CBA has rejected claims it broke the law, pointing to an obscure loophole in the Criminal Code and stating that it was “genuinely of the belief” that it was doing the right thing.
Great legal minds are trying to find ways to explain the banks conduct and avoid the worst potential consequences! This from InvestorDaily:
Earlier this month, Colonial First State (CFS) executive general manager Linda Elkins faced the royal commission, where she was questioned about CBA’s handling of the MySuper transition.
From 1 January 2014, employers could only make default contributions to a registrable superannuation entity (RSE) offering a MySuper product.
Counsel assisting Michael Hodge established in his questions to Ms Elkins that CBA had breached the law 15,000 times by receiving default contributions into high-fee-paying accounts after 1 January 2014.
RSEs were also given a deadline of 1 July 2017 to transfer existing accrued default accounts (ADAs) to an approved MySuper product.
Mr Hodge noted that the contravention of s.29WA of the SIS Act is a strict liability offence, a point that was highlighted by CBA in its latest submission to the Hayne inquiry.
“However, it should be noted that in determining whether or not an offence has actually occurred, consideration would need to be given to the defence of mistake of fact available in section 6.1 of the Criminal Code in respect of strict liability offences,” the bank said.
“This is particularly the case here where CFSIL was genuinely of the belief that the members for whom the s.29WA breach occurred were in fact ‘choice’ members who fell outside the requirements of s.29WA and that it was only after engagement with APRA that it understood that the regulator was of a different view.”
In June 2014, the board of CFS was told by management that APRA had requested it accelerate the transition for 60,000 ADA members, the royal commission heard.
Moving the 60,000 into lower-fee MySuper products would have the effect of turning off grandfathered commissions for advisers, the royal commission heard.
CFS, like other retail super providers, was eager to have ADA clients make an “investment decision” so that they would be considered a ‘choice’ member and therefore ineligible for transfer to a MySuper product.
In Mr Hodge’s submission to the commission following the fifth round of hearings, he stated that it is open to the commission to find that additional breaches occurred.

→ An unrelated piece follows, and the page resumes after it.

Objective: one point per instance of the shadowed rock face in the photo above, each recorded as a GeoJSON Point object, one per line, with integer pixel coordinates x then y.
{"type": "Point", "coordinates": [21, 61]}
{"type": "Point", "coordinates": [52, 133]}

In response, CBA has stated that “there is no evidence before the commission to suggest that the failure to pay contributions of a subset of FirstChoice Personal members into a MySuper product was anything other than a genuine misunderstanding about the scope of s.29WA and its impact on particular cohorts of members, which CFSIL came to learn APRA did not agree with.”
“CFSIL believed that these members of FirstChoice Personal were choice members, to whom s.29WA did not apply.
“That honest mistake does not excuse CFSIL’s breach of the SIS Act provisions and s.912A(1)(c) of the Corporations Act as it has properly conceded, but it does tell against a finding of a failure to do all things necessary to provide services efficiently, honestly and fairly.”